Passive: Anna had given birth to a daughter in 1856.

Active: Anna gave birth to a daughter in 1856.

tdgoodrich1 R.I.P 2 My Youth from Atlanta Since: Aug, 2011 Relationship Status: Californicating
R.I.P 2 My Youth
#396: Feb 13th 2013 at 5:17:39 PM

No, the way it was explained to me was that passive voice is when the subject receives the action. (e.g. 20 mL 1.0 M HCl was added to the flask). In this example, the acid's not adding anything, the chemist is, but the acid is still the subject.

edited 13th Feb '13 5:17:59 PM by tdgoodrich1

"Polite life will fill you full of cancer." - Iggy Pop "I've seen the future, brother, it is murder." -Leonard Cohen
Nocturna Since: May, 2011
#397: Feb 13th 2013 at 7:09:12 PM

td's definition is the one I was always familiar with, although any construction with "to be" as the primary verb (not just a tense change like in Lera's example, as past perfect can be active too) is passive.

Xtifr World's Toughest Milkman Since: Jan, 2001 Relationship Status: Having tea with Cthulhu
World's Toughest Milkman
#398: Feb 14th 2013 at 9:32:21 PM

The link I posted earlier explains it better than I can, but tdgoodrich's understanding is pretty close to my own, although perhaps not entirely correct.
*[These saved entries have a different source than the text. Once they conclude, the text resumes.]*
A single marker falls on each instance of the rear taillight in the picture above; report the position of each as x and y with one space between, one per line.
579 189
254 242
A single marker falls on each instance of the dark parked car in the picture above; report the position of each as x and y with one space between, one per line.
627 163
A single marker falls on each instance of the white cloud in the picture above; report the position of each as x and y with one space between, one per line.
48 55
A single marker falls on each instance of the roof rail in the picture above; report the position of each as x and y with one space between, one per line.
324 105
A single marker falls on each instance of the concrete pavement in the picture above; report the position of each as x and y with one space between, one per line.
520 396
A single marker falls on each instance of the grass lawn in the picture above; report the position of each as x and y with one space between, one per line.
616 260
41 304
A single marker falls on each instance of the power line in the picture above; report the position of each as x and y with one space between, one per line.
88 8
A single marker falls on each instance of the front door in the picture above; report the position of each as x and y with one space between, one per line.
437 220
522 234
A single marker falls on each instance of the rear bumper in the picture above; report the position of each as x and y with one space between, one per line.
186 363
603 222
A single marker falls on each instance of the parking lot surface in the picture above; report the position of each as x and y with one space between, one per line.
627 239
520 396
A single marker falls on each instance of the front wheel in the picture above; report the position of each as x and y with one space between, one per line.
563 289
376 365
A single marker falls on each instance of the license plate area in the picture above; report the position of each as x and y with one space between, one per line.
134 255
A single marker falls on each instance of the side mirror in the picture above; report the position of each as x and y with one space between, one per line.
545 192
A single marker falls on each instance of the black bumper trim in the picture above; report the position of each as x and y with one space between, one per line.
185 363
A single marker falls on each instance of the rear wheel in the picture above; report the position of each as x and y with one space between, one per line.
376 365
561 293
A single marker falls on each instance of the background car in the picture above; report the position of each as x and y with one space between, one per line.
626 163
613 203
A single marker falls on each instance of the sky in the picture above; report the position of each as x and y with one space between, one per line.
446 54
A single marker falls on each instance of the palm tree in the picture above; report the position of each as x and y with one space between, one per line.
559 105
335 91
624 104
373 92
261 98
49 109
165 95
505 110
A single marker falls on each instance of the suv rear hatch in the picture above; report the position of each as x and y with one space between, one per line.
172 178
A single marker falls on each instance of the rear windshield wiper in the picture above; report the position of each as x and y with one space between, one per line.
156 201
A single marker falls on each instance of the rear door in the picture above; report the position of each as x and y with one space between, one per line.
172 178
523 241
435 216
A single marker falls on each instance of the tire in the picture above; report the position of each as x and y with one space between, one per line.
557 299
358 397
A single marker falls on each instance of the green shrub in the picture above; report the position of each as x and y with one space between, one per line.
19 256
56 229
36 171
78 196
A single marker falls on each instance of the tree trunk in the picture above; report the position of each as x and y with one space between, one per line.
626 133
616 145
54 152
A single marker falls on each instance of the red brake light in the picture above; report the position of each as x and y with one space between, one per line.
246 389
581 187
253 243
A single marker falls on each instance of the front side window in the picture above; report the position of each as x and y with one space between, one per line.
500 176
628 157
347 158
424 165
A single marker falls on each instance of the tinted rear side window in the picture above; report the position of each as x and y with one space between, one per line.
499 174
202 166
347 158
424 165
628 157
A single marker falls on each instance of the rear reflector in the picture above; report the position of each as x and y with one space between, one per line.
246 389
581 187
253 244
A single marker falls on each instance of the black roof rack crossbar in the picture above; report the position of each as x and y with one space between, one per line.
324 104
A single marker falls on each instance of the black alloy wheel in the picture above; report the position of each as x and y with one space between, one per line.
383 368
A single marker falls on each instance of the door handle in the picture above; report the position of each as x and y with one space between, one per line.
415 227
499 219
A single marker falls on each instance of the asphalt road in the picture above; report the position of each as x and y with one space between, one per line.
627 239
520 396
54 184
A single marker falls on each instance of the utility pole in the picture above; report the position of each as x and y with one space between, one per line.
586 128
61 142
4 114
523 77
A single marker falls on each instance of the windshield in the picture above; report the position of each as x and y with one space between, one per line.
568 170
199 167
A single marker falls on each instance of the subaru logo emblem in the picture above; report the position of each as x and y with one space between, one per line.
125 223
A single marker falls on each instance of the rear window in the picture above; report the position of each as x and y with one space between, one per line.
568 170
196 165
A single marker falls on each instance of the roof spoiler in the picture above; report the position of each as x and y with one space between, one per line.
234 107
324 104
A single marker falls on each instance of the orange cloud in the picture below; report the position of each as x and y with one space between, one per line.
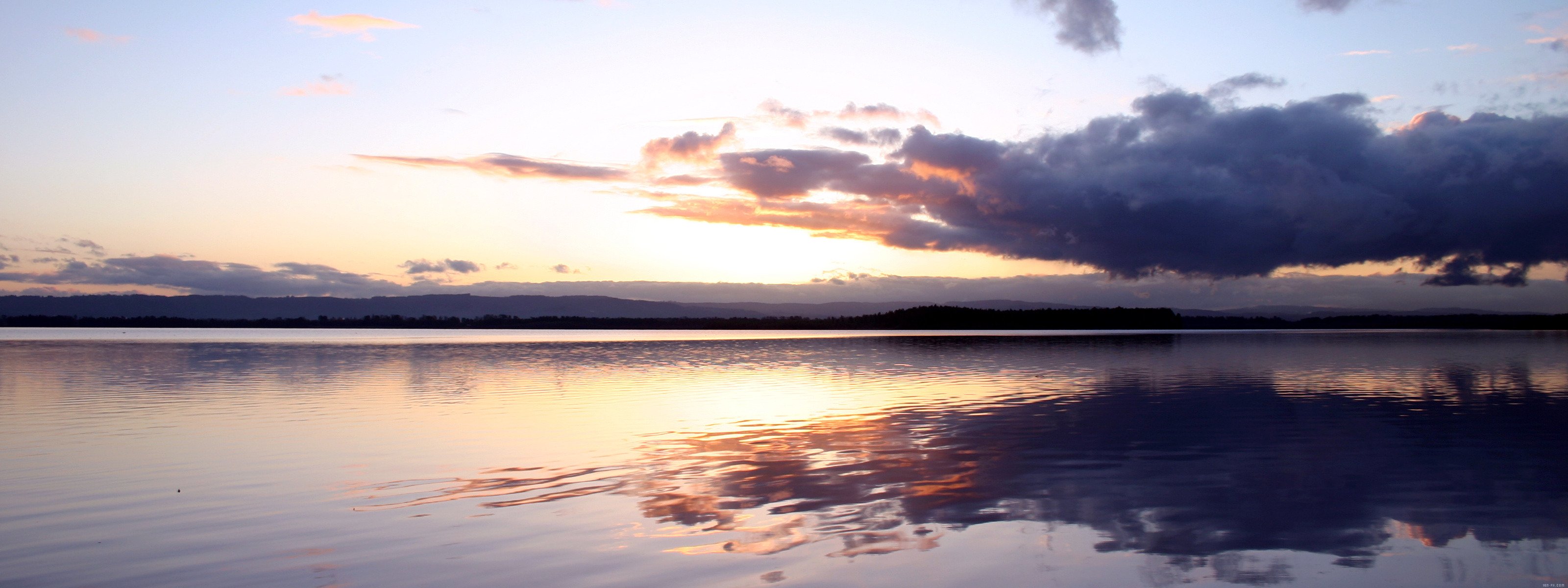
347 24
510 167
87 35
327 87
1431 118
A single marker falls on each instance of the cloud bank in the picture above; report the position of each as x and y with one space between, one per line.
1393 292
1192 187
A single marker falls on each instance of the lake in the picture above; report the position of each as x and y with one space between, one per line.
636 459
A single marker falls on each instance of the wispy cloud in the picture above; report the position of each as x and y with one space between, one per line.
87 35
510 167
347 24
330 85
1470 48
882 112
446 266
1324 5
690 147
1558 43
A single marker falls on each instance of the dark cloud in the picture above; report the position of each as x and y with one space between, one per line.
1194 187
1087 25
510 167
424 266
1395 292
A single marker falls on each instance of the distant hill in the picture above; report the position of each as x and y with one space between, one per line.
471 306
347 308
855 310
1298 313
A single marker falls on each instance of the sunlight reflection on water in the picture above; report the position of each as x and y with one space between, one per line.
1241 459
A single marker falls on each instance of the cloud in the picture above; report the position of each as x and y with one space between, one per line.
885 112
690 147
1470 48
201 276
330 85
510 167
1554 43
347 24
1087 25
1324 5
92 248
1092 25
882 137
880 112
1189 187
1236 84
424 266
1395 292
87 35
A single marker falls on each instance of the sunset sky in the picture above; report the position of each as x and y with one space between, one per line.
272 148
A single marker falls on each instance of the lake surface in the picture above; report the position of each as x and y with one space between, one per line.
457 459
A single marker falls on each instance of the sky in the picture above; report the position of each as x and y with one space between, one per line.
280 148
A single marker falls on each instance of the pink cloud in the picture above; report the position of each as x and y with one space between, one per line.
87 35
327 87
347 24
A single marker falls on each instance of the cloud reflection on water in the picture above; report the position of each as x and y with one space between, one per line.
1176 457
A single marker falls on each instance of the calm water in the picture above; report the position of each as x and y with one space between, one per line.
306 459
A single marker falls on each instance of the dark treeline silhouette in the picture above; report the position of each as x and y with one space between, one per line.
924 318
1384 322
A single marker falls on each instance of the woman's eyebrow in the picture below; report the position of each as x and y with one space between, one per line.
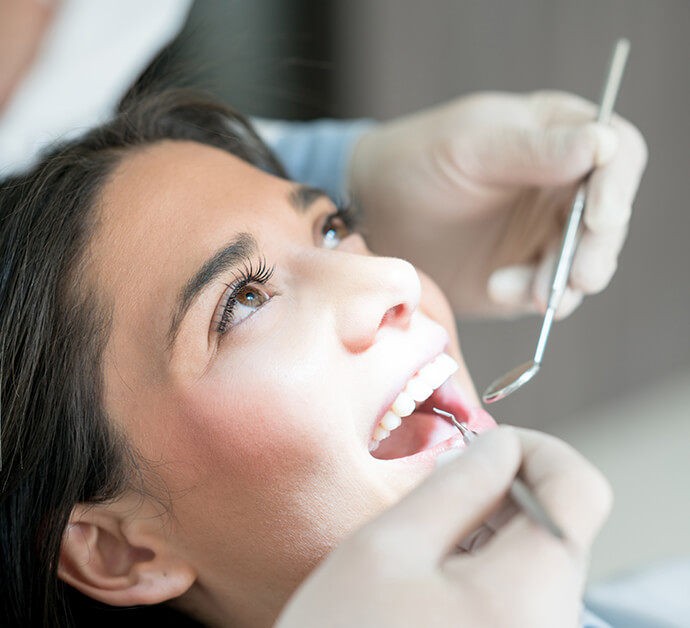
238 251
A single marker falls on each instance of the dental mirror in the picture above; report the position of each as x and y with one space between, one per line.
519 376
511 381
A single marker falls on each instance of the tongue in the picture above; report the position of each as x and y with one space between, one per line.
418 432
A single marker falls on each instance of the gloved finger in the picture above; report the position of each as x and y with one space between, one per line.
572 490
451 503
532 155
577 498
613 186
541 288
596 260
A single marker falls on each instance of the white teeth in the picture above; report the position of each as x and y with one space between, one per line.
418 389
390 421
380 433
403 405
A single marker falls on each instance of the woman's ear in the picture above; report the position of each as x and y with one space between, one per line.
122 555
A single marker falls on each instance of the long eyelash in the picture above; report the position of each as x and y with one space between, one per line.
351 215
247 275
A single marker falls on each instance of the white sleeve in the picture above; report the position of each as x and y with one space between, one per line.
316 153
91 53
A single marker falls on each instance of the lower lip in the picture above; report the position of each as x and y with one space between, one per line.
450 398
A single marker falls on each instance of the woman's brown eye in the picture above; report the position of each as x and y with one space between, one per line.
334 231
250 296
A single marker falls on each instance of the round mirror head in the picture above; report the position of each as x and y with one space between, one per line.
510 382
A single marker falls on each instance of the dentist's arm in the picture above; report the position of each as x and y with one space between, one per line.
401 569
475 193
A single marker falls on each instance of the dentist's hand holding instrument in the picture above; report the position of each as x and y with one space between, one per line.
476 192
401 569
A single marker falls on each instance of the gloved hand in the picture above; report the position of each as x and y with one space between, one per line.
476 193
402 569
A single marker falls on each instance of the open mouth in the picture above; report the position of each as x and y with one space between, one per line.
410 426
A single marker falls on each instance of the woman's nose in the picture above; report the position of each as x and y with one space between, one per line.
377 295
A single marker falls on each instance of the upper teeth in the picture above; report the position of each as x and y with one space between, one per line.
418 389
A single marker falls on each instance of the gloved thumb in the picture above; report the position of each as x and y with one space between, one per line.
554 155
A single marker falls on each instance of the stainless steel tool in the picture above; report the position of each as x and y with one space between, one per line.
519 492
520 375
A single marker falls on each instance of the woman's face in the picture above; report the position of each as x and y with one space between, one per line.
256 346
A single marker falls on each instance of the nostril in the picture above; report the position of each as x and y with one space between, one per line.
398 315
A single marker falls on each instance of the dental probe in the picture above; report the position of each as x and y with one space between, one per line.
520 375
519 492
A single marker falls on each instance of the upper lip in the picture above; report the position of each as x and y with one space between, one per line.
441 347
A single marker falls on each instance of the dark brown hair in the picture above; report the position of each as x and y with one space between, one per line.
58 447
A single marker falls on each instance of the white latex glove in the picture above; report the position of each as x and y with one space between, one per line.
476 192
402 569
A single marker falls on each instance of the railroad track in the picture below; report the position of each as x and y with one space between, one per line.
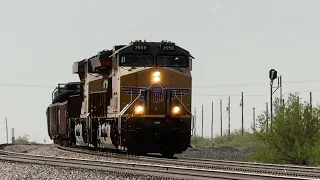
247 167
138 168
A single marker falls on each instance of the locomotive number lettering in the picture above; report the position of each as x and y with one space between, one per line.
140 47
167 48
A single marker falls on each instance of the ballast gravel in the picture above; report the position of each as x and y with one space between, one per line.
24 171
221 153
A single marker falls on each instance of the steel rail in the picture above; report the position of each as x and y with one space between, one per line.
135 168
285 170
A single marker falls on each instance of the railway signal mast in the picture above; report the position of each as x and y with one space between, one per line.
273 74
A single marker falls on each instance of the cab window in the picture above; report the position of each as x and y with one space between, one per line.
136 60
172 61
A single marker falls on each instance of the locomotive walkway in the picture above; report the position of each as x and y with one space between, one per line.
169 171
235 166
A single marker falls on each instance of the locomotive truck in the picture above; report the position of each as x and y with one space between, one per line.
135 98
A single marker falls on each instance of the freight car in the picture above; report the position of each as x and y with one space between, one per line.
135 98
From the linked article:

The passive construction is not defined in terms of active agents doing things to affected entities! Sometimes there is nothing doing anything to anything (consider It is believed to have been snowing at the time, where believed is the verb of a passive clause but it isn't by any stretch of the imagination a thing that someone believes). The passive is defined in terms of syntactic notions like subject and object and transitive verb and participle.

Nevertheless, I think "the subject of the sentence/clause is not the actor" is a good first-order approximation of the concept. A quick-and-dirty test is to add "by X", and see if the sentence still works (if there wasn't a "by X" clause already). If so, it's probably the passive voice.

And again, it's not a bad thing—in fact, it can be very useful and powerful. The name "passive" is very misleading.

eta: And to avoid derailing this too much further: my brother just handed me a book called Riddley Walker. And boy, it's a odd one, but surprisingly easy to read despite the very unusual way that it's written. A bizarre After the End Lit Fic piece. I think I recommend it, but I'll wait till I finish to make a final determination. Our current article compares it to Finnegans Wake, but I tried to read that once, and I strongly disagree. Riddley Walker is much more straightforward and readable. For one thing, it has a story and a plot. :)

edited 14th Feb '13 9:39:15 PM by Xtifr

Speaking words of fandom: let it squee, let it squee.
Leradny Since: Jan, 2001
#399: Feb 15th 2013 at 12:21:29 PM

Just because it can be powerful doesn't mean it is that most of the time. Passive voice is avoided because it adds distance between the reader and the events and it is much harder to have the same or greater emotional impact. Active voice is stabbing someone with a knife, while passive voice is throwing that knife. Or "the knife was thrown".

Xtifr World's Toughest Milkman Since: Jan, 2001 Relationship Status: Having tea with Cthulhu
World's Toughest Milkman
#400: Feb 15th 2013 at 1:39:42 PM

[up]No, passive voice allows you to move the actor to the end, to add emphasis on the actor, as with my "the patient was murdered by his own doctor!" There is absolutely nothing passive about that statement, and it's a bog-standard, highly typical example of the passive voice. "The knife was thrown by that man over there" is more emphatic than "That man over there threw the knife." End big!

You can be weak and wishy-washy with the active voice as well: "Someone made mistakes" is no improvement over "mistakes were made", as far as settling who's to blame. For that matter, "mistakes occurred" is also the active voice (you can't add "by X"), and it's even wishier and washier, since it doesn't even suggest that there was a cause. :)

edited 15th Feb '13 1:46:41 PM by Xtifr

Speaking words of fandom: let it squee, let it squee.